A more recent, smaller example: an engineer in a European time zone migrated a dependency of mine that broke my systems in an unexpected way. That engineer had made reinstating the deprecated API a compilation error, so rolling back required me to obtain special permission. But by the time the breakage rolled out and started alerting us, it was night in Europe, and the entire team responsible for this change was off hours. I could roll back my system, but this new release included a critically important fix for some other problem. There is a break-glass option to force a release, but it comes with its own hassles and red tape. So I had to hunt around for someone who could approve the change, and altogether it wasted most of a work day.
A version of this story happens to me at least twice a month. X is being deprecated and all new systems must migrate to Y by date Z or else submit an exception justification (which will be denied), which will only delay the forced migration. If you do nothing your services will stop running. Every aspect of your work life is subject to such mandates, from code APIs to your IDE, from configuration management to permissions and releases. Rather than be able to pin something to a version that works, the culture is that first someone breaks you (or says, “this might break you, please figure out if it will and act accordingly”), then you have to dig around for the change that caused it, find the right person to approve a rollback, and then figure out how to prevent them from breaking you again.

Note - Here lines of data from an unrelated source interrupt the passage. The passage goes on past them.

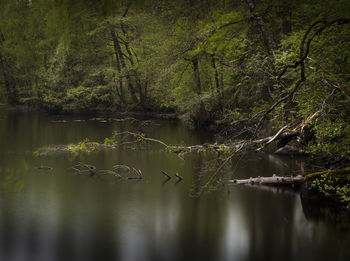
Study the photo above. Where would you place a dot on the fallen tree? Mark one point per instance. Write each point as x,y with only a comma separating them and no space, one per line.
272,181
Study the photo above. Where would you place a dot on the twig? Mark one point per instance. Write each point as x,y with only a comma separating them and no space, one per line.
166,174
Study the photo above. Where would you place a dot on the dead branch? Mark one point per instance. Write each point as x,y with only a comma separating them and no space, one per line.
303,53
178,176
272,181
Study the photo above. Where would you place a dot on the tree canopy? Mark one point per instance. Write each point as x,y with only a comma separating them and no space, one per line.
273,62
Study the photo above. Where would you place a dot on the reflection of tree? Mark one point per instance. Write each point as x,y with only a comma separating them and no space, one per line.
10,180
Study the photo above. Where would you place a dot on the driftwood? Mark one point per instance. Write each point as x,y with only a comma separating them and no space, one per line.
272,181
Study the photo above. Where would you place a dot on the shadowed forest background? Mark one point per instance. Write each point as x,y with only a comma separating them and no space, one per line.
237,64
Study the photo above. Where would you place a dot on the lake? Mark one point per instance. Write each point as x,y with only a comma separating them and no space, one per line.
58,215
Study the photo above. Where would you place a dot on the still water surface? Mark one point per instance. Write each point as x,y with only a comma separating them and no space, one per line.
56,215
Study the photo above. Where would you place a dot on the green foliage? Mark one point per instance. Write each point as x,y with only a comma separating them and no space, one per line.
332,185
208,60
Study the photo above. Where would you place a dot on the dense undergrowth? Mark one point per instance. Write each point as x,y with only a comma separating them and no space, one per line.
216,63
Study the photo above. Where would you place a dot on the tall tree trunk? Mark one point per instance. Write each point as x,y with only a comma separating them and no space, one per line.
216,75
196,75
10,86
121,89
120,54
131,59
286,16
267,38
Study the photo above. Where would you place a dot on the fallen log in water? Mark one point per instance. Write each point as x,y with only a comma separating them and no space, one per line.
272,181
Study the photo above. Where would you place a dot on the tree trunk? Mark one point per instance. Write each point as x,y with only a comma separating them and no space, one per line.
121,89
267,38
196,75
120,56
216,76
286,16
10,86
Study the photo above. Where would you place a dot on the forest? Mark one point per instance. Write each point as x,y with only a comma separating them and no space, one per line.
243,68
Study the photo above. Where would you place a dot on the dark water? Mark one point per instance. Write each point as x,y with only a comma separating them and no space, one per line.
56,215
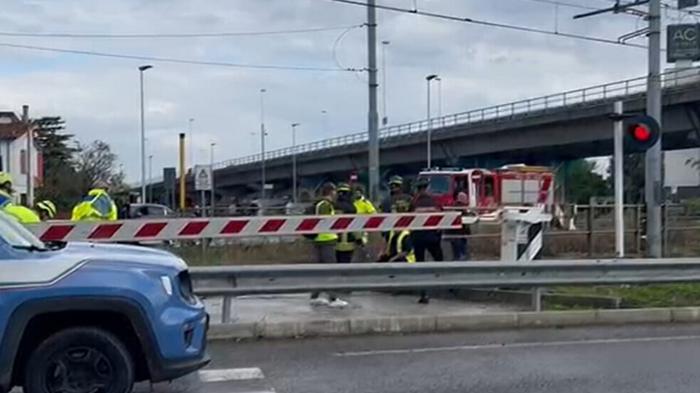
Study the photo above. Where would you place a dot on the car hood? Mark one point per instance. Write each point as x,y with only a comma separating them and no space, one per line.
123,253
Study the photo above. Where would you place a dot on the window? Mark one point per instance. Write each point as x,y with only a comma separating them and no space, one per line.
440,184
489,187
23,162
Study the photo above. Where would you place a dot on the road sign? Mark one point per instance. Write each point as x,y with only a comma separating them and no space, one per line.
202,178
683,42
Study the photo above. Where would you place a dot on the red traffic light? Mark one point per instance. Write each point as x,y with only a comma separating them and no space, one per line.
642,133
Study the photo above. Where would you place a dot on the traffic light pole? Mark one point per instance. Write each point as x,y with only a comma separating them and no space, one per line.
618,159
652,180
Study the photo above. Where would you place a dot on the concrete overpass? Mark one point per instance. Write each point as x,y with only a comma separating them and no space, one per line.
542,130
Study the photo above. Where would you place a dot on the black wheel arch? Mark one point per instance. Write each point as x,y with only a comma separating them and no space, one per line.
12,353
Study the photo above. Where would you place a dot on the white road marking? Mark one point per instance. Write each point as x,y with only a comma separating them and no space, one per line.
230,374
517,345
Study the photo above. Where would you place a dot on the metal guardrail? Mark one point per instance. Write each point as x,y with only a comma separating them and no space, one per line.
233,281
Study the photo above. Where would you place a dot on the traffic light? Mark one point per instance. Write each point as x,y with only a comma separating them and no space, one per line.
641,133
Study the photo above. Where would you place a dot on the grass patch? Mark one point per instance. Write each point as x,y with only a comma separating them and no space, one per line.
640,296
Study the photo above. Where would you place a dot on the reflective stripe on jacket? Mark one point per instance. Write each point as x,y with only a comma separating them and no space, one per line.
394,246
364,206
97,205
325,237
23,214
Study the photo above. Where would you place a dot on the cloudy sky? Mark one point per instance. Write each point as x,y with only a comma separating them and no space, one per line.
99,97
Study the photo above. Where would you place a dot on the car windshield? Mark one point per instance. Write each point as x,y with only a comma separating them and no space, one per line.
16,235
439,184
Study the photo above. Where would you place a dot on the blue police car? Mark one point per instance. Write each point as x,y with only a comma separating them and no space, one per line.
82,317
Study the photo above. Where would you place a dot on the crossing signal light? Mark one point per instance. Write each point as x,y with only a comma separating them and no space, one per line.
642,132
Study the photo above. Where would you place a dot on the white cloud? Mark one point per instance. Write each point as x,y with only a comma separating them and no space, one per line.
99,97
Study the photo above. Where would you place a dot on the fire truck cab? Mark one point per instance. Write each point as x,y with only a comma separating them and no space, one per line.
488,190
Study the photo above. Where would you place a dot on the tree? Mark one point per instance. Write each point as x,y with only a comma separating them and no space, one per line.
59,183
96,165
633,170
581,181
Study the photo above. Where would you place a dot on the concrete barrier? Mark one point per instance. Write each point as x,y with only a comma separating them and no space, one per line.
450,323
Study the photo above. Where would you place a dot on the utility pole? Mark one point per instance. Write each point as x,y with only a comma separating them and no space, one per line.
262,145
373,116
653,186
213,184
618,158
294,161
652,178
30,145
429,144
150,179
385,117
143,69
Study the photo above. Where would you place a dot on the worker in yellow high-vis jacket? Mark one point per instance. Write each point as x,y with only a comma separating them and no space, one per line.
96,205
399,248
23,214
324,244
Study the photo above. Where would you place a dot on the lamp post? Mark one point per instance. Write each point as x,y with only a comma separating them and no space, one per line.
190,122
324,120
294,161
142,69
150,178
385,118
213,184
428,80
262,143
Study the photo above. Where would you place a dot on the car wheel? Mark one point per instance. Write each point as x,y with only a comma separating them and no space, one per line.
79,360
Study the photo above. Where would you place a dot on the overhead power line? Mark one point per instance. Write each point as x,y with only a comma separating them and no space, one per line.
174,35
175,60
493,24
564,4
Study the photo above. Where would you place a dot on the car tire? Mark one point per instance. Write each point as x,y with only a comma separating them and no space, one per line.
85,359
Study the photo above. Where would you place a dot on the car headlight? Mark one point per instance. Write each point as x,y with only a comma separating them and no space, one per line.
167,285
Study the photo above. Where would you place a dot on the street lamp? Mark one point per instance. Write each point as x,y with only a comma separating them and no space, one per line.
428,80
439,81
294,161
213,185
385,118
190,122
150,178
262,142
142,69
324,120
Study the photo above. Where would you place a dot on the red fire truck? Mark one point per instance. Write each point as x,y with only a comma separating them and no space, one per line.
488,190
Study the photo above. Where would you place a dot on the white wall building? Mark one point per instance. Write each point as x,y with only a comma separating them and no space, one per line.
680,176
13,154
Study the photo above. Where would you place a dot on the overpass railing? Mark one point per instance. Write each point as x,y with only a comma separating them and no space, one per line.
588,95
232,281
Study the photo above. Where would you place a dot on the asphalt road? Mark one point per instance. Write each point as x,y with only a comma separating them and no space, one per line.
622,359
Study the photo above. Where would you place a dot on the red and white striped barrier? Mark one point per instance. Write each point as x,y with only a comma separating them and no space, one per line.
196,228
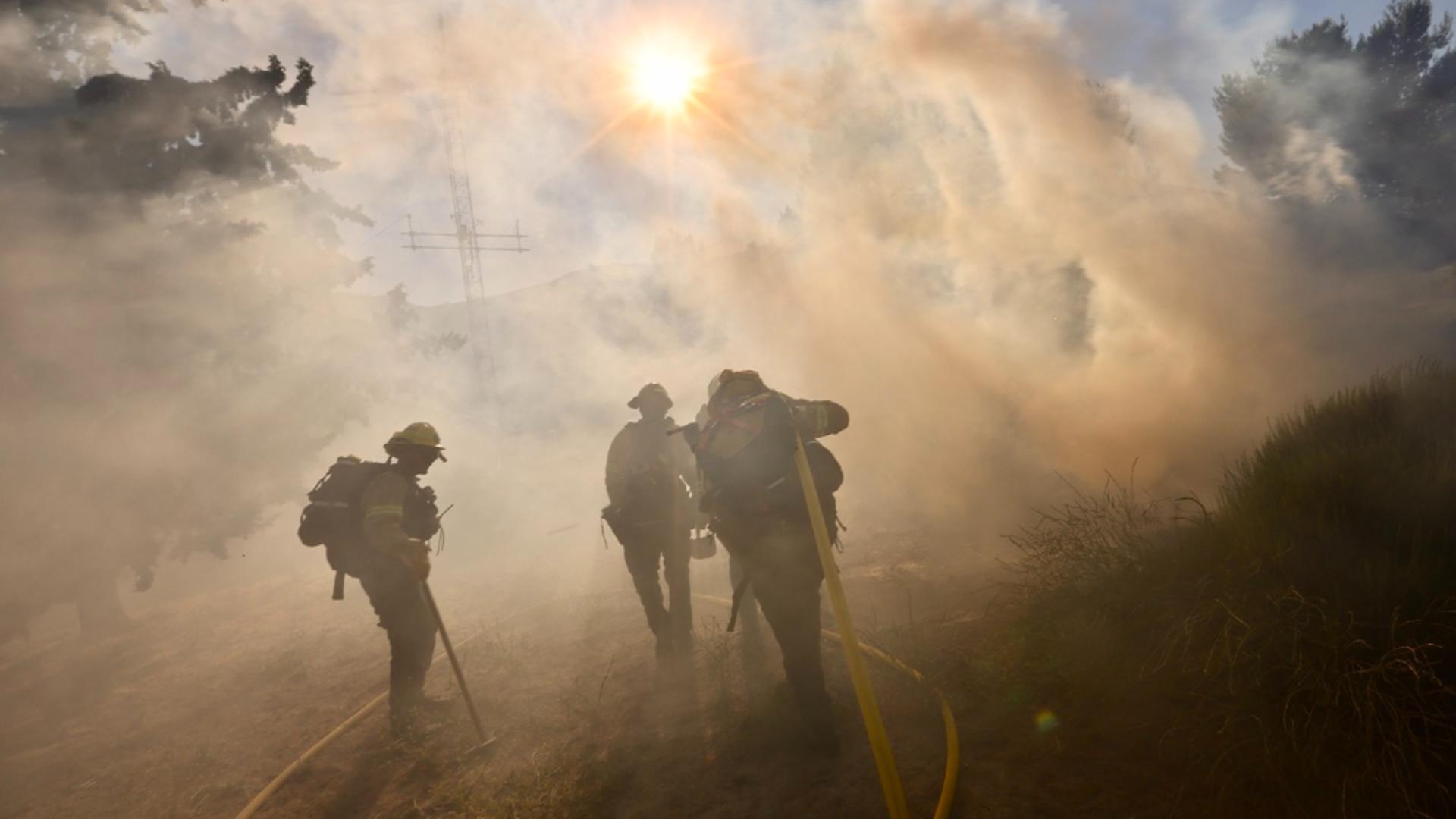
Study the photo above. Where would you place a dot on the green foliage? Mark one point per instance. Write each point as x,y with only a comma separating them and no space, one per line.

Since Google is so big, it doesn’t matter if everyone perfectly learns their lesson. There is always someone new to ignore best practices and break you all over again.

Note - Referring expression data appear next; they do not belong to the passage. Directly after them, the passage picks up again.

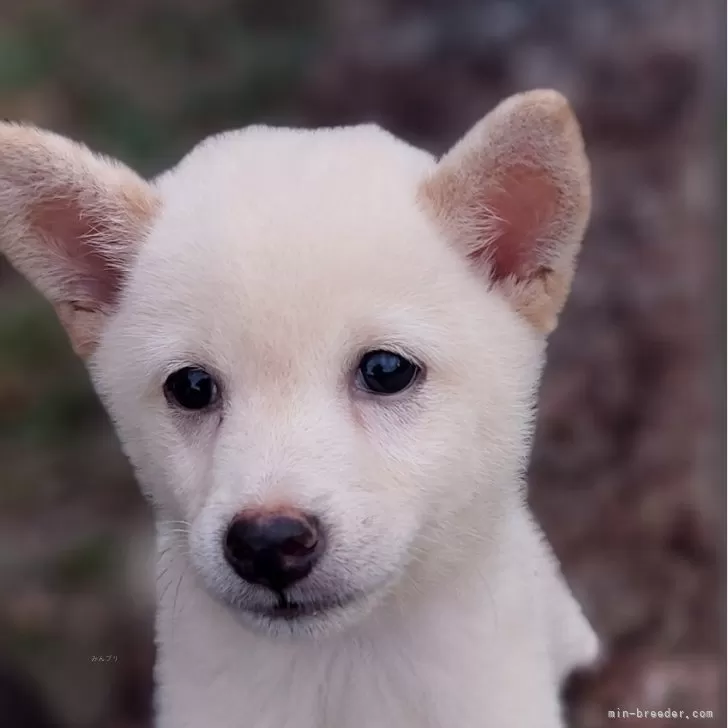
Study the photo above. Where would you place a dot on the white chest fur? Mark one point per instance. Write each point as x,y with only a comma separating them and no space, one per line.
480,650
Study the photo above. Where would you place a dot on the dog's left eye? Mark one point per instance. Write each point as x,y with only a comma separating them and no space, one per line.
383,372
191,388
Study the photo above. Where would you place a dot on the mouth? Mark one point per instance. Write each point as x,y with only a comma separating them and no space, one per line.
289,610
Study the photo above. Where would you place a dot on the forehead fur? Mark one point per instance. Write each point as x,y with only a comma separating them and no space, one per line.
281,236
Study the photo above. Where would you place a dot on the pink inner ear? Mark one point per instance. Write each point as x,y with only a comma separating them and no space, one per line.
94,279
523,202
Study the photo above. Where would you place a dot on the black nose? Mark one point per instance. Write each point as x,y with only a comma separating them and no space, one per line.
272,548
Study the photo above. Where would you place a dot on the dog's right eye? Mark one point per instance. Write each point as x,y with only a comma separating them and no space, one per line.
191,388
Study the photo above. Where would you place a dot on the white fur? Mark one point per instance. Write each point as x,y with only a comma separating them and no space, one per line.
277,258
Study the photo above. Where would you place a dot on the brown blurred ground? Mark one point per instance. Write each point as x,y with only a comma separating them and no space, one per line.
624,475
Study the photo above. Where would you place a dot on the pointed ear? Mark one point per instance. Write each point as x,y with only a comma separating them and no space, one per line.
70,222
514,196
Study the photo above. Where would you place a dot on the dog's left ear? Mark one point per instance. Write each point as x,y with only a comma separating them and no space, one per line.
70,222
514,195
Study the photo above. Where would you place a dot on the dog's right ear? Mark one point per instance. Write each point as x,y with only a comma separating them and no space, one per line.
70,222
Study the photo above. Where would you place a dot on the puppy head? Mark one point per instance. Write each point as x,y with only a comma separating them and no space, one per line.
320,349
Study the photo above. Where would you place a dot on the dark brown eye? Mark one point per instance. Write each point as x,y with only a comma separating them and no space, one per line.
383,372
191,388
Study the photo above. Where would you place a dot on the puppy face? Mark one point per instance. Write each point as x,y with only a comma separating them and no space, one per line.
320,349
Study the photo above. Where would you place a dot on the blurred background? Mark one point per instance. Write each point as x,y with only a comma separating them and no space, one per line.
625,472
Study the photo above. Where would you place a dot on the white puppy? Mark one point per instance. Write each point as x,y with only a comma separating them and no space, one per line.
321,351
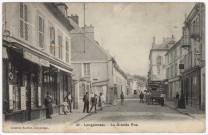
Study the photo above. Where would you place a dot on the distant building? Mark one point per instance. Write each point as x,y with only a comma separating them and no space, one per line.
157,71
95,69
174,58
193,41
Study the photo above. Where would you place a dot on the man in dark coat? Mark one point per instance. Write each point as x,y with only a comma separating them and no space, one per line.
122,98
141,96
86,103
70,99
94,103
49,107
181,103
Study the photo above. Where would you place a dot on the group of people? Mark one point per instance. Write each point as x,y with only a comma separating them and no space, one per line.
179,101
49,107
93,102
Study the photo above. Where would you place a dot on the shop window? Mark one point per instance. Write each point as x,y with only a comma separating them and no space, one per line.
60,46
41,31
50,83
159,60
24,21
52,40
67,51
86,67
33,91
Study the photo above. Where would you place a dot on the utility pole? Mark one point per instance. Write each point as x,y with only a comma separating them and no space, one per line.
84,27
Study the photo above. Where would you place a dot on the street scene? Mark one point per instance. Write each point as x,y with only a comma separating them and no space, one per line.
103,67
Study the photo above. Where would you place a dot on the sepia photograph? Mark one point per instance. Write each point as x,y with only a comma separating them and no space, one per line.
103,67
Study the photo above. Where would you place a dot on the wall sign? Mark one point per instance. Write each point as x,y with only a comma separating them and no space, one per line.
23,98
39,96
10,97
36,59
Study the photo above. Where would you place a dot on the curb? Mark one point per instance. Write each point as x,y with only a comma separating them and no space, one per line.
89,114
185,113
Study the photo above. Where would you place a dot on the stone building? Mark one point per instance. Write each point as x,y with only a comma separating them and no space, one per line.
193,40
96,71
36,59
157,70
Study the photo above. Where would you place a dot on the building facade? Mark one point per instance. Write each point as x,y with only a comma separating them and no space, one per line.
174,57
95,69
36,59
193,77
157,70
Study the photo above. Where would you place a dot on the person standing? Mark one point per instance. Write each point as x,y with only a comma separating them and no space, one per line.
101,101
49,107
86,103
176,101
162,99
70,99
94,103
141,96
181,103
122,98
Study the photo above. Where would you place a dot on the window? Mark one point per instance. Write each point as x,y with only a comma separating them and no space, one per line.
24,21
158,70
159,60
86,69
52,40
67,51
41,31
60,46
167,73
176,69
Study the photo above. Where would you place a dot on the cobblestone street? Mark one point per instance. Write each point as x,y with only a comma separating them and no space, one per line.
132,110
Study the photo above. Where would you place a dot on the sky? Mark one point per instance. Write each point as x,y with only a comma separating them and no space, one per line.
127,29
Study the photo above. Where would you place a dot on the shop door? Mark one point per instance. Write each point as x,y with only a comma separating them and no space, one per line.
27,97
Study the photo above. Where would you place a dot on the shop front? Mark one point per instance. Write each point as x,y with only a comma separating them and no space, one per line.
26,79
191,87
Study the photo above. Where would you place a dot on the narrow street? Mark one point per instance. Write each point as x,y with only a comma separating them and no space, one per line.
134,111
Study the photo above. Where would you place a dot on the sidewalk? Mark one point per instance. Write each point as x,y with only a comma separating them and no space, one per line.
70,118
192,112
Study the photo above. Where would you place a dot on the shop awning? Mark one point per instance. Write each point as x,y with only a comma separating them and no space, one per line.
62,69
4,53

These forced-migration mishaps accumulate to such a large portion of the job that you wonder if it might be more enjoyable to brew craft cider, or more worth your efforts to go address the climate crisis instead of putting cats on the internet.
I can’t help but imagine whether Google Cloud’s low market share is related to this. If the internal culture is that clients must act multiple times a month to deal with impending breaking migrations, at least some of that attitude likely falls on external customers.
But even if you balk at the line I drew between monorepos and Cloud adoption, the question still stands why mandated migrations are so common at Google. Why can’t Google just support things and maintain backwards compatibility?
My guess is it’s intimately related to the promotion process at Google (note, I have never been on a promotion committee). Everyone needs a “promo project,” and building new things (and removing old things) is a much easier promotion case than maintaining an existing service. It provides easy impact metrics like user growth, removal of old code, and shiny new UIs. And it’s extremely hard to measure the cost of doing something poorly versus an alternative, or versus doing nothing at all. In the simplest case, like the git shim above, there is simply no owner left who can migrate it, so perfectly good products simply disappear because someone else needs a promo project.
Google promotes for offense and firefighting, not being careful and avoiding disasters. “Offense” also means many new projects are rushed to production, or their mandated adoption is sped along, to meet a promotion deadline. As a result, the new thing is often feature-incomplete or unreliable, and compensating for that creates a whole new layer of technical debt that stays with the project until one day, after the lead is promoted and moves on, the once-new system is viewed as a quagmire of technical debt, so the remaining engineers concoct a brand new replacement which by the way would make a very tidy promo case, and the cycle repeats.
I hope it doesn’t all boil down to incentives and the difficulty of measuring impact. It does seem like the core assumptions behind the monorepo— good coordination, availability of human effort, and good centralized decision making—were perhaps truer at Google a decade or two ago than they are now.